My name is John Wyatt Greenlee, and I am a life-long map enthusiast. I love how maps can make fantasy worlds come alive, and how they can give context to histories. Maps help us imagine places — they show us a place and then let us travel there, either in reality or in our minds. Since I was a kid I’ve had maps and charts on my walls, and maps are the first thing I turn to when I open a new book.

I have been drawing maps for much of my adult life. Some small, and some quite large.

Wall map, Kerrville TX, 2008

My interest in maps goes beyond an appreciation of their aesthetics and storytelling.
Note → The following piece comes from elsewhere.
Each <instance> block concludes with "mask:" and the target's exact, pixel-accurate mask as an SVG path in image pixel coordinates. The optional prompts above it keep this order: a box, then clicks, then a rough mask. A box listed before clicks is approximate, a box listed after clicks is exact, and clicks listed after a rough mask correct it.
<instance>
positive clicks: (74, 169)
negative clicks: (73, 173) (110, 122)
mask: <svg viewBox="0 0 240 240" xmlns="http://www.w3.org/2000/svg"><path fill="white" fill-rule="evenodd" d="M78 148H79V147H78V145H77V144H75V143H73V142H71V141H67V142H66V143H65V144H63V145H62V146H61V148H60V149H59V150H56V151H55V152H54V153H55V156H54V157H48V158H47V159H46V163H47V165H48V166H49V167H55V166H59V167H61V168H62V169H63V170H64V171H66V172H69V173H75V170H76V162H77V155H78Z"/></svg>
I have a PhD in medieval history, with a focus on the history of maps and map making. I have written articles on cartographic analysis, setting maps within their historical and cultural contexts. And I’ve built multiple digital projects annotating medieval map. I strongly believe that maps can open doors of understanding for us, giving us unique glimpses into the past. I maintain a website with mapping and map related projects at:

In addition to maps, I spend time working on my other major academic interest: the role of eels in human history. I am The Surprised Eel Historian on Twitter — perhaps the world’s only eel historian! I got to the study of eels by wondering what they were doing on pre-modern maps of Europe. My work has combined eels and maps, and that is reflected in the Surprised Eel Maps name and logo.

When I’m not writing or drawing maps, I keep busy playing volleyball and trying to keep up with my two young children, and our brittany spaniel.